Совсем иное дело авеню и стрит.

Заботливые и дальновидные отцы-основатели для удобства приезжих распланировали город согласно простому узору решетки: Холл-авеню перерезает город с востока на запад, деля его на две равные половины. С севера остров ограничивает река Харб, через которую перекинут мост Гамильтона. Река длинная, широкая и грязная, а шире и грязнее всего она там, где сразу после второй мировой войны был построен мост Таслу Стройте. Говорят, дело там попахивало миллионными взятками. Скандал расследовал сам прокурор города – впрочем, и он, как впоследствии выяснилось, тоже был куплен, но это уже другая история. С юга Айсолу окаймляет река Дикс, где в тридцатые годы вылавливали во множестве трупы, закатанные в цемент. Позднее подобного рода находки стали более характерны для других мест, например, Сэнд Пойнта, где трупы гангстеров нередко разлагались в запертых багажниках автомобилей новейших марок. Улицы, идущие параллельно Холл-авеню, сходились и поворачивали в сторону Олд Порта, где можно было сесть на паром и добраться до Беттауна или через туннель – до Маджесты и Калмз Пойнта, или просто вернуться на северную оконечность острова и перебраться в Риверхед. Это был запутанный город, но все же лучше, чем Токио. Да и чем Билокси; надеюсь, никто не в обиде. Женщину с аккордеоном убили в центре. Вне всяких территориальных соображений или соображений служебного престижа, а всего лишь для простоты, полиция разделила центр города на два географических района – Мидтаун Ист и Мидтаун Уэст. Такое деление скорее перерезало город на две половинки по горизонтали, по талии, так сказать, чем по вертикали, от черепа до кончиков пальцев на ногах. Когда-то, впрочем, все было наоборот, город разбивался по длине, и на полицейском языке районы называли Мидтаун Норт и Мидтаун Саус. Правда, происходило это еще в те времена, когда по мощенным булыжником улицам ездили экипажи. Да, город был запутан, но еще более запутанной была система полицейских подразделений. Британская денежная система тоже когда-то была запутана, но все в конце концов меняется к лучшему.

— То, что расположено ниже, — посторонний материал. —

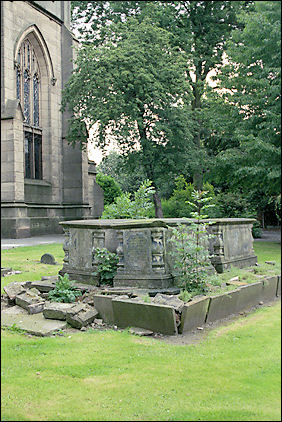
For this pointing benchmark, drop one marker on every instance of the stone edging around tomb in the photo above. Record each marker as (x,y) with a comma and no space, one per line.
(162,318)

Только не для женщины, которая лежала на площадке у лестничного пролета, ведущего на третий этаж. Сообщение принял дежурный Мидтаун Ист детектив по имени Бруно Таубер. Когда дед и бабка Таубера высадились на этих берегах, в написании имени был умляут, и произносилось оно как «Тойбер». В ходе натурализации умляут исчез, и имя приобрело свое нынешнее написание и произношение. Впрочем, даже сам Таубер не видел никакой разницы. Просто так говорили его отец, мать и братья. И он сам. Таубер. Наверное, дед с бабкой разницу знали, но их уже не было на свете, и, возможно, они согласились бы с мыслью, что все на свете в конце концов меняется к лучшему.

Таубер посмотрел на убитую. Вся лестничная площадка была залита кровью, пятна были и на клавишах аккордеона. О Боже, хоть одна суббота в этом городе может пройти без непременного убийства?

– А где тот человек, который позвонил в участок? – спросил Таубер у патрульного, стоявшего рядом.

– Да вон он. В сером свитере.

– Как его зовут?

– Не знаю.

– Ладно, спасибо. Только смотри, ничего здесь не трогай, понял?

– А с чего это мне трогать?

– Вот-вот, об этом я и толкую, – и Таубер пересек лестничную площадку, направляясь к человеку, стоявшему у входа в квартиру 1А.

Это был мужчина лет шестидесяти, худощавый, лысоватый, в мятых темных брюках и сером свитере. Надетом прямо на нижнее белье. Заметив на свитере множество прожженных дырок, Таубер автоматически определил, что этот человек курит трубку. Или же систематически пытается устроить акт самосожжения. За стеклами очков в темной оправе беспокойно бегали карие глаза. Увидев Таубера, человек поскреб подбородок, явно нуждавшийся в бритве. Таубер решил, что сегодня вечером этот человек был дома. Субботний вечер. Дома. Мысленно Таубер взял это на заметку.

– Это вы нашли тело? – спросил он.

– Да, сэр.

– Как ваше имя?

– Джералд Эпштейн.

– Вы знаете эту женщину? – Таубер кивнул на тело, лежащее в противоположном углу площадки.

– Это мой очень добрый друг. Ее зовут Эстер Мэттисен, она живет на третьем этаже.

– А как вы наткнулись на тело?

– Что вы имеете в виду?

– Я говорю, как вы очутились здесь, на площадке? Вы что, возвращались откуда-нибудь домой?

– Нет, мне надо было спуститься вниз за молоком. Молоко в доме кончилось.

– В котором часу это было?

– Без четверти восемь.

– И вы увидели, что она лежит в дальнем конце площадки?

– Ну да.

– И подошли к ней?

– Да.

– И сразу узнали ее?

– Да.

– И что потом?

– Потом я вернулся к себе в квартиру и позвонил в полицию.

– И когда это было?

– Да всего несколько минут прошло. После того, как я ее обнаружил.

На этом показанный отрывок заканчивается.